None of the experts, other than Doctor Agrawal, whose evidence on timing I have rejected, advised that there was any or any continuing hypoxia after 08.30 am if the main injury had occurred earlier. Instead, they advised the C was being resuscitated in utero. I find that there was no continuing hypoxia after 08.30 am.

Conclusions

88.

Breach. For the reasons set out above at paragraphs 62-64, I find that there was no breach of duty by the midwives at night or in the morning. I find that the alleged incident of M going to the toilet in the night and reporting fresh blood to a midwife did occur but much later than M recalled and probably between 08.10 and 08.35 am. It was noted down at 08.35 am and led to the consultant being brought over to M within 13 minutes, so no breach arose.

89.

For the reasons set out at paragraphs 71 to 76, I find that there was a breach of duty by Mr Siddig at 08.48 am. I consider that he should have read the notes, examined M and decided that M and C need delivery by a category II CS as soon as possible, with as much continuing FHR monitoring as was possible.

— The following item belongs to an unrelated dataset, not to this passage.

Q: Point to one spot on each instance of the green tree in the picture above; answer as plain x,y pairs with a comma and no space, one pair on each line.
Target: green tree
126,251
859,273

A different breach arose after 09.40 am due to Mr Siddig failing to ensure similar FHR monitoring but that adds nothing to the earlier breach.

90.

Causation. I find that C’s severe brain injury was caused silently and tragically in the night, between 05.15 and 07.50 am, probably ending at or close to 07.50 am. It was caused by APHI. It was caused by a reversible mechanism. This was probably due to cord compression. This was not anyone’s fault. It was not the midwives’ fault and it was not M’s fault. No one was to blame. By the start of the daytime CTG, at 08.30 am, the damage was either done or the course was set for the full damage to emerge over time in the usual 3 phase manner. Therefore, the breaches at 08.48 am and thereafter and those after 09.40 am made no difference to the outcome and made no contribution to it. The primary damage had been caused, although the normal further sequelae of APHI arose thereafter and further consequential damage would arise hours later.